📏 Linear Regression

Linear Regression: A Gentle Deep Dive

Linear regression is one of the simplest yet most important supervised learning algorithms. It allows us to model the relationship between input features and a continuous target variable.

What is Linear Regression?

At its core, linear regression tries to fit a straight line (or hyperplane in higher dimensions) to our data points. The general equation is:

\( Y \approx X W + b \)

• X — matrix of input features (samples × features)
• W — vector of weights
• b — bias or intercept term

🎯 The goal: find \(W\) and \(b\) such that predictions \(\hat{Y}\) are as close as possible to the true \(Y\).

Loss Function: Mean Squared Error

We measure how “wrong” our predictions are using the Mean Squared Error (MSE):

\[ \begin{aligned} L(W, b) = \frac{1}{m} \sum_{i=1}^{m} (y_i - \hat{y}_i)^2 \\ = \frac{1}{m} \sum_{i=1}^{m} (y_i - (X_i W + b))^2 \end{aligned} \]

Where m is the number of samples. Minimizing this loss means finding \(W\) and \(b\) that best fit the data.

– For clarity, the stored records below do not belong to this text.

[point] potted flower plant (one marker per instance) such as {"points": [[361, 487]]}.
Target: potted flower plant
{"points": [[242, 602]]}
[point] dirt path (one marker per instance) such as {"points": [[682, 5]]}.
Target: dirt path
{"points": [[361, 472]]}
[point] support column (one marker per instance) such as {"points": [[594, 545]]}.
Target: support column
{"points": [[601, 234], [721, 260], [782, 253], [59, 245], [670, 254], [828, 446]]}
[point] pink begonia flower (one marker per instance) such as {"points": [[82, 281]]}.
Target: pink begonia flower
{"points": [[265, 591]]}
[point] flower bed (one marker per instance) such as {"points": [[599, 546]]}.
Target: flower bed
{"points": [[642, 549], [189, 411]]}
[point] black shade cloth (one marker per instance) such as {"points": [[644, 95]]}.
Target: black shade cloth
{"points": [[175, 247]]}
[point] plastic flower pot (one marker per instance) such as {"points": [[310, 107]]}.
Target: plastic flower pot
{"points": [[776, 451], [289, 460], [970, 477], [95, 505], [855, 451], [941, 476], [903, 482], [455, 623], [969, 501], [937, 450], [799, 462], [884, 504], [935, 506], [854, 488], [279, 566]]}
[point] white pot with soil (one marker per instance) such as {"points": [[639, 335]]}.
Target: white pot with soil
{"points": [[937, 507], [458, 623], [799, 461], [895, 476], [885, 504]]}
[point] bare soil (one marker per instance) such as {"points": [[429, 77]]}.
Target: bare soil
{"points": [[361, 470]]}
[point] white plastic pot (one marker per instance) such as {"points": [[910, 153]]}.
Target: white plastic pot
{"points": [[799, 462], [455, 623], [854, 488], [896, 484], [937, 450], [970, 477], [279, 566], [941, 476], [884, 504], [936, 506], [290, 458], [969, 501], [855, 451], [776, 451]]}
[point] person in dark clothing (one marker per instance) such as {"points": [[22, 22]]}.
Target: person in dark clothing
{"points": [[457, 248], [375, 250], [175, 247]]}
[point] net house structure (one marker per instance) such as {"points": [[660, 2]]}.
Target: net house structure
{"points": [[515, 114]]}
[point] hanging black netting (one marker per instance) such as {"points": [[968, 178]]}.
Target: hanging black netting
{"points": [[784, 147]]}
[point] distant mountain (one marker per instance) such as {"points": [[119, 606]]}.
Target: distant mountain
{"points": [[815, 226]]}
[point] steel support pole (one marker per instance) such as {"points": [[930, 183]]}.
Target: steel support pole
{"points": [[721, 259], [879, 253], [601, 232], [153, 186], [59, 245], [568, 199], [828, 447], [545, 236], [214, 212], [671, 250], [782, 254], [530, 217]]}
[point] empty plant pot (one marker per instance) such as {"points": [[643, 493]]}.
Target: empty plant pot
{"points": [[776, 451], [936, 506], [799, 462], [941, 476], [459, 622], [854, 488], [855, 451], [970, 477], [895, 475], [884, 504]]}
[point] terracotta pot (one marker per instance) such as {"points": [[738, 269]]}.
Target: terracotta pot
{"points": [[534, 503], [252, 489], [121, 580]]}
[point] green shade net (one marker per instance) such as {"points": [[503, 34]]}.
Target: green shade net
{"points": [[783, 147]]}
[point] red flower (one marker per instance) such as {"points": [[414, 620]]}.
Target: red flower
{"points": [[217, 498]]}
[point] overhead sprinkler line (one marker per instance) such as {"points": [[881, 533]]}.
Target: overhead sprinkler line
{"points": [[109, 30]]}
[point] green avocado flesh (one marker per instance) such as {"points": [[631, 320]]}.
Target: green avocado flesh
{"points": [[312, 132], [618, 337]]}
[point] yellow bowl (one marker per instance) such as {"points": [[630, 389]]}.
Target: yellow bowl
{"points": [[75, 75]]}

How Gradients are Calculated

To minimize MSE, we use gradient descent. The gradients of the loss with respect to \(W\) are:

$$\frac{\partial L}{\partial W} = \frac{\partial}{\partial W} \frac{1}{m} \sum_{i=1}^{m} (y_i - (X_i W + b))^2$$

Simplify using chain rule:

$$\frac{\partial L}{\partial W} = \frac{1}{m} \sum_{i=1}^{m} 2 (y_i - (X_i W + b)) \cdot (-X_i)$$

Factor out the negative sign:

$$\frac{\partial L}{\partial W} = -\frac{2}{m} \sum_{i=1}^{m} (y_i - (X_i W + b)) X_i$$

Or equivalently:

$$\frac{\partial L}{\partial W} = \frac{1}{m} \sum_{i=1}^{m} (\hat{y}_i - y_i) X_i$$

to \(b\):

Partial derivative for bias:

$$\frac{\partial L}{\partial b} = \frac{\partial}{\partial b} \frac{1}{m} \sum_{i=1}^{m} (y_i - (X_i W + b))^2$$

Using chain rule:

$$\frac{\partial L}{\partial b} = \frac{1}{m} \sum_{i=1}^{m} 2 (y_i - (X_i W + b)) \cdot (-1)$$

Factor out the negative sign and simplify:

$$\frac{\partial L}{\partial b} = \frac{1}{m} \sum_{i=1}^{m} (\hat{y}_i - y_i)$$

🎯 Final gradients: 🎯

\( \frac{\partial L}{\partial W} = \frac{1}{m} X^T (\hat{Y} - Y) \)

\( \frac{\partial L}{\partial b} = \frac{1}{m} (\hat{Y} - Y) \)

These gradients tell us the direction to update \(W\) and \(b\) to reduce the loss. Conceptually:

• dw: how each feature weight should change
• db: how the intercept should change

Optimization via Gradient Descent

We iteratively update parameters:

\( W := W - \alpha \frac{\partial L}{\partial W} \)
\( b := b - \alpha \frac{\partial L}{\partial b} \)

Here, \(\alpha\) is the learning rate — a small step size that controls how fast we move toward the minimum.

Python Implementation

import numpy as np

class LinearRegression:
    def __init__(self, n_dims, lr=0.01):
        # n_dims - number of features 
        self.lr = lr
        self.w = np.random.randn(n_dims, 1)
        self.b = 0

    def fit(self, X, Y, n_epoch=1000):
        Y = Y.reshape(-1, 1)  # Y - column
        for epoch in range(n_epoch):
            dw, db = self.grad(X, Y)
            self.w -= self.lr * dw
            self.b -= self.lr * db

    def predict(self, X):
        # self.w - column, (n_dim, 1)
        return np.dot(X, self.w) + self.b

    def grad(self, X, Y):
        m = X.shape[0]
        y_hat = self.predict(X)
        error = y_hat - Y
        dw = (1/m) * np.dot(X.T, error)
        db = (1/m) * np.sum(error)
        return dw, db

Practical Use Cases

Linear regression is everywhere:

• Predicting house prices based on features like area, rooms, location.
• Forecasting sales, stock prices, or any continuous quantity.
• In machine learning pipelines as a baseline model before moving to complex algorithms.
• Understanding relationships between variables — the coefficients \(W\) show feature importance.

Even though it's simple, linear regression is the foundation for many advanced techniques.